Дюбюиссон. И к довершению всего Гревские ласточки (парижские драгуны) носом к носу, на лошадях при самом повороте около Gaite…

Я. Ах вы олухи! Надо было весь тырман свалить на извозчика. Какие же вы после этого мазурики?

Ришло. Бранись сколько душе угодно, а ловака (лошади) у нас не было, а надо было выпутаться во что бы то ни стало, вот мы и пробираемся нарочно по побочным улицам.

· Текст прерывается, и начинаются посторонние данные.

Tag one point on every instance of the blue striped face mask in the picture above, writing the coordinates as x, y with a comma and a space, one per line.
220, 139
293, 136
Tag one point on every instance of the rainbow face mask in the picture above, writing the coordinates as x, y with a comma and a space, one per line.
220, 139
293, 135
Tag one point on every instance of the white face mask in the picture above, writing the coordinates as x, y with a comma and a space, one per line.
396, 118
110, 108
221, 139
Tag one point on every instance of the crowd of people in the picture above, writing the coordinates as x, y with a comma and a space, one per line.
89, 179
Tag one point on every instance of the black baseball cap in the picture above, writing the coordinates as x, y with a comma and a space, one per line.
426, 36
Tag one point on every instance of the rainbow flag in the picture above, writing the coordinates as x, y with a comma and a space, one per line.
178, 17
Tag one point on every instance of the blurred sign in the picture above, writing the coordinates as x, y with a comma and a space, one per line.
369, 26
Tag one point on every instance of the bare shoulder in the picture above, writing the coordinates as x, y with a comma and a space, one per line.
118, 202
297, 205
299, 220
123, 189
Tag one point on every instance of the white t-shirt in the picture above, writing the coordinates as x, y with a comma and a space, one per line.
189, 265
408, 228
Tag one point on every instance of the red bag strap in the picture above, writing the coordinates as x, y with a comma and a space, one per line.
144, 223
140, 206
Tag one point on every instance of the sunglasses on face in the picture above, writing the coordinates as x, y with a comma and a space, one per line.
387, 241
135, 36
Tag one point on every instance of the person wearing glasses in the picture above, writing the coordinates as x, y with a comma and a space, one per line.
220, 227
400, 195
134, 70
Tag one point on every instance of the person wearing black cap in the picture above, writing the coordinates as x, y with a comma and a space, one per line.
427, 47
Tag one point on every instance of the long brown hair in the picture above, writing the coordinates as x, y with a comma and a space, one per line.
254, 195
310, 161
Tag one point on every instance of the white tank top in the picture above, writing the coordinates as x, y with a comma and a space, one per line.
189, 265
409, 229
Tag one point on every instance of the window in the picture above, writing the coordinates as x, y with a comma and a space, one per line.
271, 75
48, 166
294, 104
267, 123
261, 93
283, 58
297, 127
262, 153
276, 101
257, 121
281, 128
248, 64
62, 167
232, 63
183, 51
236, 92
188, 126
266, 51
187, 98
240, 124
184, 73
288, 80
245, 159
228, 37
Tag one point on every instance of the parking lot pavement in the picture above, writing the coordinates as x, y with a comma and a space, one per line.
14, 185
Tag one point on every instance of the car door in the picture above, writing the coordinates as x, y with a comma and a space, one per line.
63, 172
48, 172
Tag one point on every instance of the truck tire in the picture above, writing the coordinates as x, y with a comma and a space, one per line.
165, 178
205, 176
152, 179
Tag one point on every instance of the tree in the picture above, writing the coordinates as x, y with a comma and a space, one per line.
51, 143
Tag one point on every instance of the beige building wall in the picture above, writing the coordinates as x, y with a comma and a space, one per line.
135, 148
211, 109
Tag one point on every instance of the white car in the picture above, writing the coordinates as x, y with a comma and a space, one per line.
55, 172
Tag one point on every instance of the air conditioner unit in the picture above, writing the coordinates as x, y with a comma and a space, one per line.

Я. Куда же вы теперь идете? Может быть, я могу быть полезным…

Ришло. Пойдем с нами в улицу Сен-Себастьен, там мы сложим тырман, и тебе кое-что достанется на сламе (дележ).

Я. С удовольствием, друзья.

Ришло. В таком случае марш вперед, и если увидишь каплюжников (полицейских) либо михлютку (жандарма), смотри, не зевай.

Ришло и его товарищи схватили в охапку свои узлы, а я пустился вперед. Переход совершился благополучно; мы добрались до двери дома без приключений. Каждый из нас разулся, чтобы поменьше шуметь, входя по лестнице. Вот мы и на площадке третьего этажа. Нас ждали; дверь тихонько растворяется, и мы входим в обширную, тускло освещенную комнату, жилец которой, бывший рабочий на верфях, как я сейчас же распознал, уже попадался в руки комиссии. Хотя он меня не знал, но мое присутствие, видимо, беспокоило его, и пока он прятал узлы под кровать, я заметил, что он шепотом спросил о чем-то, на что ему ответили громко:

Ришло. Не бойся, это Жан-Луи, славный парень, будь покоен, он откровенный.

Жилец. Ну, тем лучше! Нынче столько этой сволочи, каплюжников, развелось, что житья никакого нет.

Лапьер. Ну, полно, полно, я за него ручаюсь, как за самого себя, это «друг» и истый француз.